Приезжали в Оксфорд и деятели из Страны Советов. Как-то позвонил мне Джон Фенелл и поинтересовался, кто такой писатель Солоухин, чей визит ожидается в Оксфорде. «Ну, это вроде вашего Национального Фронта, только хуже», — сказал я. Дальнейших комментариев не потребовалось. Солоухина пригласили на обед, после чего проводили в его комнату и пожелали спокойной ночи. Говорили, что он очень обиделся.
Условия научной и преподавательской работы в Америке были несравнимы с таковыми в Англии, и цвет английской славистики постепенно перебирался сюда. Разъезжая с лекциями, я имел приятную возможность встречаться со своими старыми английскими друзьями.

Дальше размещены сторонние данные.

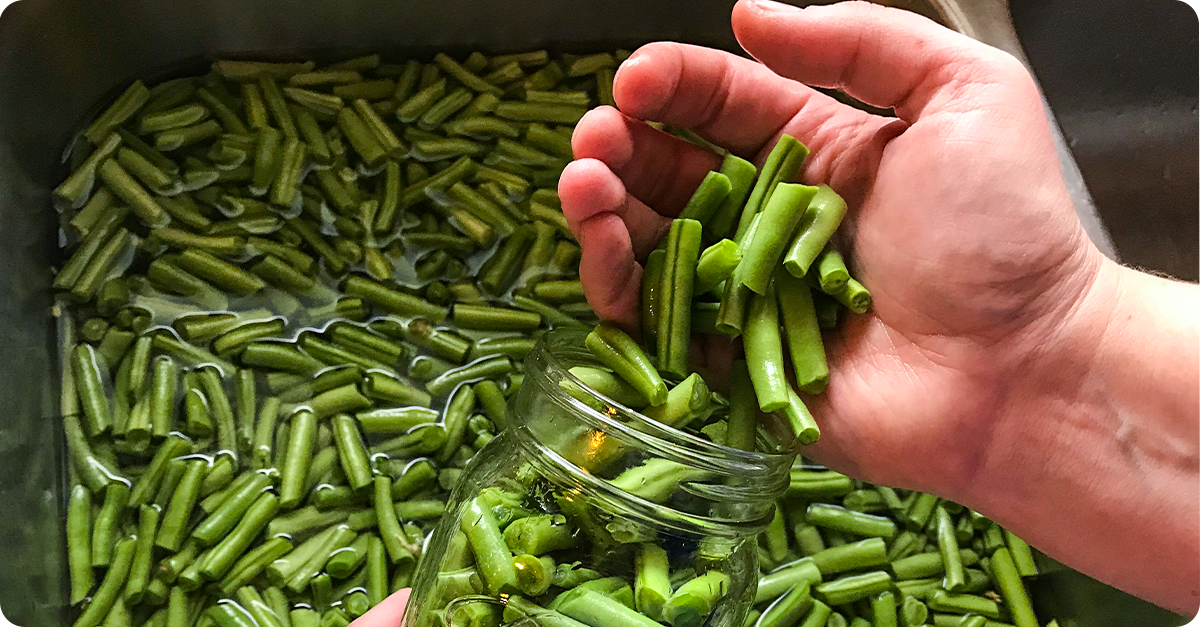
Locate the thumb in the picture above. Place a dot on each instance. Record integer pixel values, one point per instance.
(388, 614)
(883, 57)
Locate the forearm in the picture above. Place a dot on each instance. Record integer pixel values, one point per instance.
(1098, 461)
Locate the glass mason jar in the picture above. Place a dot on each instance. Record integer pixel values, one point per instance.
(585, 513)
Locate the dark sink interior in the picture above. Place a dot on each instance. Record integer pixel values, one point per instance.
(1123, 79)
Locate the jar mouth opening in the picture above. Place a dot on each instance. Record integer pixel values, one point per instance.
(630, 507)
(562, 344)
(561, 350)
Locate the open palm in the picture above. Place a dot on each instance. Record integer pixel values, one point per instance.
(960, 223)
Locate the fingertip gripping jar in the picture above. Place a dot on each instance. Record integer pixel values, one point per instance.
(587, 514)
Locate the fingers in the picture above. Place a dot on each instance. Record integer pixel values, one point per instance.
(744, 106)
(880, 55)
(611, 276)
(588, 189)
(388, 614)
(658, 168)
(731, 101)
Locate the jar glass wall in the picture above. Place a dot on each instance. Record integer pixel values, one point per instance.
(585, 513)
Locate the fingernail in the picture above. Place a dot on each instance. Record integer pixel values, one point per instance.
(772, 6)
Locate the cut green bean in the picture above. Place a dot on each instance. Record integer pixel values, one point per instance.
(111, 587)
(825, 214)
(765, 357)
(675, 295)
(303, 435)
(1012, 590)
(79, 543)
(803, 330)
(352, 453)
(87, 370)
(174, 521)
(617, 351)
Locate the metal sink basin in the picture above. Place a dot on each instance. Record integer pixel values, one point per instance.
(1121, 77)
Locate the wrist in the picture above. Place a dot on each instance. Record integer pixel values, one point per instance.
(1096, 459)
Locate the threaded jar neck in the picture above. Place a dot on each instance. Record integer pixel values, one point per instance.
(635, 465)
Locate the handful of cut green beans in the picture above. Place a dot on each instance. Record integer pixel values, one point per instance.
(297, 299)
(769, 264)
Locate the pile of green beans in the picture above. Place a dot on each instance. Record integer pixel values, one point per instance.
(295, 301)
(845, 552)
(751, 255)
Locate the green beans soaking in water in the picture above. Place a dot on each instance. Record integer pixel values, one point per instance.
(294, 301)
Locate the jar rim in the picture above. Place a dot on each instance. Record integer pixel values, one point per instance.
(748, 483)
(557, 342)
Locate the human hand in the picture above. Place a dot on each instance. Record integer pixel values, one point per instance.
(960, 223)
(388, 614)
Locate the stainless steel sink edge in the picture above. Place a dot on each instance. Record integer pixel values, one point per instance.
(990, 22)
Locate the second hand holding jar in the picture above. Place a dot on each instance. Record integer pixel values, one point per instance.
(585, 513)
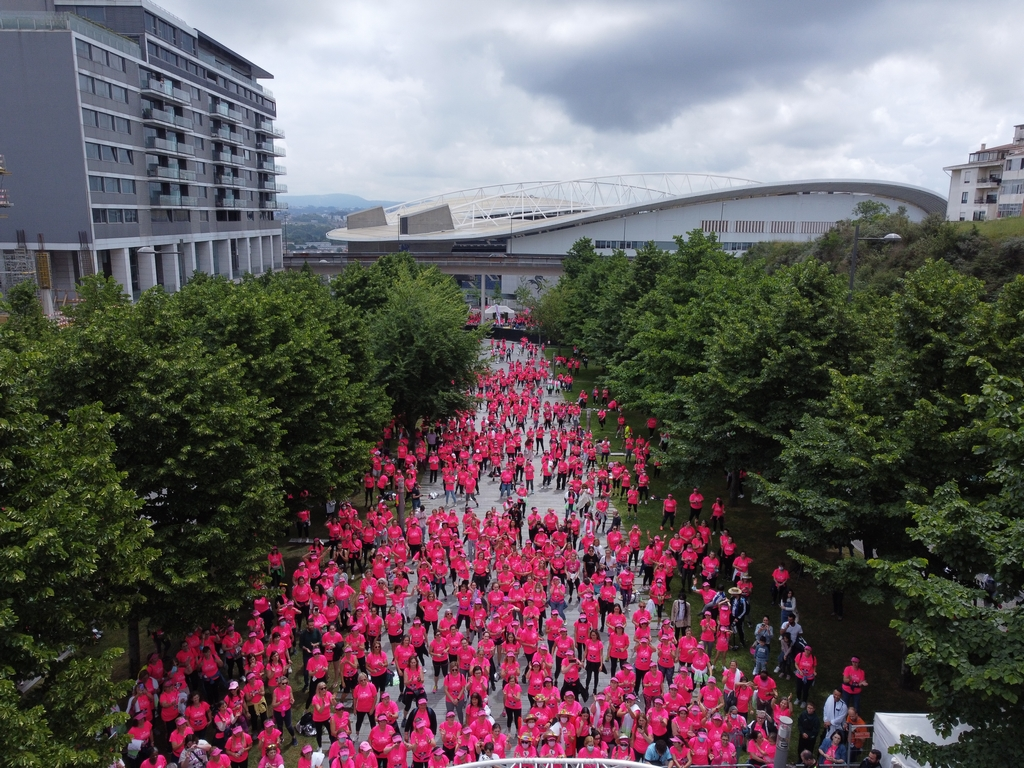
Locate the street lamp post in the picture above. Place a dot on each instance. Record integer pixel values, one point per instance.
(891, 238)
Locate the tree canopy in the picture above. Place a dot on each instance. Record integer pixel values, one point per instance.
(889, 421)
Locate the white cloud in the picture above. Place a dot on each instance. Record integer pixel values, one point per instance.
(398, 99)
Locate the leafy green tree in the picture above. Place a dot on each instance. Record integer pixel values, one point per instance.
(958, 602)
(888, 434)
(666, 330)
(309, 357)
(27, 324)
(75, 551)
(199, 449)
(429, 360)
(766, 366)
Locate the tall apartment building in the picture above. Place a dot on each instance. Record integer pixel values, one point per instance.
(990, 184)
(137, 146)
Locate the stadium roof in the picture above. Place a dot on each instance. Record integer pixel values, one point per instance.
(524, 208)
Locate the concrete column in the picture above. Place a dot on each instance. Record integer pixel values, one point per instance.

Алекс Де Йонг, бывший в мое время преподавателем в Оксфорде, теперь возглавлял славистику в университете штата Колорадо. О Колорадо я слышал только как о родине колорадского жука, который, согласно сталинской пропаганде, был подброшен американской разведкой в СССР и опустошал колхозные поля, о чем я и сообщил аудитории в начале своей лекции о тоталитарном искусстве. Когда-то Алекс написал книгу о Сталине, и мы с Пятигорским снабжали его байками из наших биографий. В начале книги Алекс выражал благодарность за помощь разным лицам, в том числе и нам, но особенно благодарил «“Джека Даниэля”, без которого эта книга не была бы написана». В его просторном доме на вершине одного из холмов мы и распили бутылку этого замечательного американского виски. Утром, когда мы вышли на свежий воздух, он показал на соседний холм: «Видите, это мое, а вот та речка, которая внизу, это тоже мое». Ну совсем как Ноздрев, только в отличие от гоголевского персонажа и холм и речка действительно принадлежали ему.
В жизни Алекса Де Йонга был один примечательный момент. Его мать была русская эмигрантка первой волны, отец — голландский еврей. В 1930-е годы мать открыла в Берлине модную пошивочную мастерскую, обшивала нацистскую элиту и прятала мужа от гестапо. О том, что он наполовину еврей, Алексу сообщил его умирающий отец; Алекс тогда уже преподавал в Оксфорде. Очевидно, мать по инерции тех страшных времен до конца сохраняла эту тайну даже от собственного сына.
Майкл Скеммел (Миша Скамейкин, как переводили его имя наши диссиденты), будучи в Лондоне главным редактором журнала «Индекс цензуры» и председателем Общества помощи писателям и ученым в недемократических странах, лет двадцать писал толстенную монографию о Солженицыне, которая после опубликования вызвала резкое неудовольствие ее персонажа. Потом, перебравшись в Америку, став профессором Корнуэллского университета и директором Исследовательского института при нем, кажется, им же и основанного, еще лет двадцать писал столь же толстую биографию Артура Кестлера. Пригласив меня с лекцией в Корнуэлл, Майкл с гордостью показывал свои владения: большой дом, обширный участок с двумя или тремя огромными сараями, которые Майкл намеревался переоборудовать под театр и выставочные помещения. В Англии он жил в небольшом домике где-то в далеких предместьях Лондона.